Da una storia vera, un romanzo di Antonella Cosentino ambientato nella Calabria tra Ottocento e Novecento: “Dalla mia finestra si vedeva il mare” (Vertigo Edizioni)
«Dalla mia finestra si vedeva il mare e quando il sole ci si tuffava dentro strizzavo gli occhi, così mi rimanevano tra le ciglia le scaglie luccicanti che sommergevano i tetti bruciati». Questo il sorprendente, poetico incipit – e, con poche modifiche, anche explicit – del riuscito romanzo di Antonella Cosentino Dalla mia finestra si vedeva il mare, da poco pubblicato per Vertigo Edizioni (pp. 96, € 12,90).
È la narrazione della propria vita che la protagonista, Grazia, rievoca in prima persona. Calabrese di nobile famiglia, rimasta incinta sedicenne di un uomo sposato, abbandona la famiglia natia e affronta, nel paese di lui, tutte le immaginabili difficoltà psicologiche e sociali. Il tempo trascorre tra dolori, disagi, malattie, esclusioni, ma anche orgoglio e dignità, un nuovo amore, altri figli, inaspettate e insospettabili solidarietà. Tra parentesi, occorre aggiungere che è realmente esistita la donna dalla cui vicenda esistenziale trae spunto la Cosentino per imbastire il proprio libro.

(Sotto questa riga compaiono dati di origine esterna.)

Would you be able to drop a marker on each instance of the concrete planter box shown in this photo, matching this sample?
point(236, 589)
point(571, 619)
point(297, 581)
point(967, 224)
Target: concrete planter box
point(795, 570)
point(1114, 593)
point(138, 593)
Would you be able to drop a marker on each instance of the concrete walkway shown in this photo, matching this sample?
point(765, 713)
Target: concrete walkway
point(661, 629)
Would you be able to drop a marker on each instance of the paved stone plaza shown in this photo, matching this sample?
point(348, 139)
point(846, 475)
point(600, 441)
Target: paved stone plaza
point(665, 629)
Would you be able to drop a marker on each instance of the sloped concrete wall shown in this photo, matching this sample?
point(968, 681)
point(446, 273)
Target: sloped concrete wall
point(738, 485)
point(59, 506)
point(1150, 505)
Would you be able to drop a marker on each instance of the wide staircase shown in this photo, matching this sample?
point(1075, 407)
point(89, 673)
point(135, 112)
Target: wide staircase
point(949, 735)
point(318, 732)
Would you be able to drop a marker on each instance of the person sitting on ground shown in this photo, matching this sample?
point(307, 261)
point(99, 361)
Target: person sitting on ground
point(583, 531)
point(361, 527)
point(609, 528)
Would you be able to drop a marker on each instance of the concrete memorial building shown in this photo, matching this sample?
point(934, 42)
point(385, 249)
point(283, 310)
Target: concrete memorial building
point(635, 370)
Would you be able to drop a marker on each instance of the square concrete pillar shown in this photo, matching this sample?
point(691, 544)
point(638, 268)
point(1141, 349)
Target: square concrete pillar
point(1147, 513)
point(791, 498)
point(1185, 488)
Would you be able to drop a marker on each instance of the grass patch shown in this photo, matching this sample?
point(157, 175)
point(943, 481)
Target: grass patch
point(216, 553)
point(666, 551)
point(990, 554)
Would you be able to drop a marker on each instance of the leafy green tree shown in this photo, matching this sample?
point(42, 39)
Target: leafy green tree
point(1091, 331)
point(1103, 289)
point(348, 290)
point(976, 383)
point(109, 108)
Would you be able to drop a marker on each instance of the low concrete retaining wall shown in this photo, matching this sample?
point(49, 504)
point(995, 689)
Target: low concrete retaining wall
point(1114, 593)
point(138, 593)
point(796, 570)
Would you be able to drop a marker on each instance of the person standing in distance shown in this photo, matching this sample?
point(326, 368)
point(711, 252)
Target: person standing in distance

Sullo sfondo, la realtà e il contesto storico (la miseria sociale, la grande emigrazione, il terremoto, la Prima guerra mondiale, l’avvento del fascismo…, mentre lentissimi sono gli auspicabili cambiamenti sociali); così come la bellezza della natura di una delle regioni più selvagge e, quindi, proprio per questo più affascinante («il sapore del vento che proviene dalla montagna, carico di profumi di erbe selvatiche e di terra umida, che spazza iroso l’onda argentea degli ulivi»).
Diciamo subito che l’autrice riesce a evitare tutti i rischi connessi all’argomento e alla situazione narrata: il meridionalismo, il femminismo, il vittimismo, il biografismo, la nostalgia per il bel tempo andato, il paesaggismo, il bozzettismo, e via dicendo. Questo grazie a uno stile raffinato, a un impasto linguistico misurato e colto, a un tono elegiaco elegante e delicato, a intelligenti soluzioni narrative. I 36 brevissimi capitoletti nei quali è diviso il romanzo sono come preziosi scrigni dai quali fuoriesce il soffice mondo interiore della protagonista, unico universo che occupa l’intero libro (mancano i dialoghi – ed è una graditissima originalità, visto che tanti cattivi libri odierni ne sono infarciti). La narrazione, pertanto, è poetica, lirica. Predominano la sensibilità e la pudicizia. Manca l’enfasi, la retorica, l’urlato, anche quando ce li aspetteremmo come naturale conseguenza di alcuni drammatici accadimenti subiti da Grazia.
Ed è appunto la “grazia” la condizione costante della protagonista. Una serenità che non nasce, come ci si potrebbe aspettare, visto il contesto, dal cattolicesimo, presenza costante nel mondo meridionale, particolarmente in quello femminile. Al contrario, in Dalla mia finestra si vedeva il mare la religione risulta pressoché assente. La storia di una donna diventa emblematica e finisce per essere la storia di tutte le donne discriminate, col loro tesoro di passioni amorose, di maternità, di sogni: «Da troppo tempo so che la felicità non è in quello che si ha ma in quello che si è. Una volta a un’ostetrica arrabbiata che sosteneva che le donne sono nate per soffrire dissi che le donne sono nate per amare. E per essere amate, aggiungo ora». Tutto ciò senza che mai la scrittrice sfiori la retorica dell’attuale femminismo bipartisan vittimista, sguaiato e intollerante.
Giocando ancora col nome della protagonista, possiamo concludere che davvero in uno stato di grazia si è trovata la Cosentino nello scrivere la propria opera, una sorta di sorprendente perla letteraria nel mare della banalità e del cattivo italiano che caratterizza le pubblicazioni dell’editoria del Belpaese dei nostri giorni. Un ritorno alla buona letteratura, un libro di esseri umani e di sentimenti, di vite difficili e ritirate, eppure ricchissime di avvenimenti e palpiti interiori, costellazioni luminose e sonore in grado di dilatare le gioie e far gemmare la sterilità del mondo contaminato dal buio del Male e dalle ombre delle convenzioni sociali.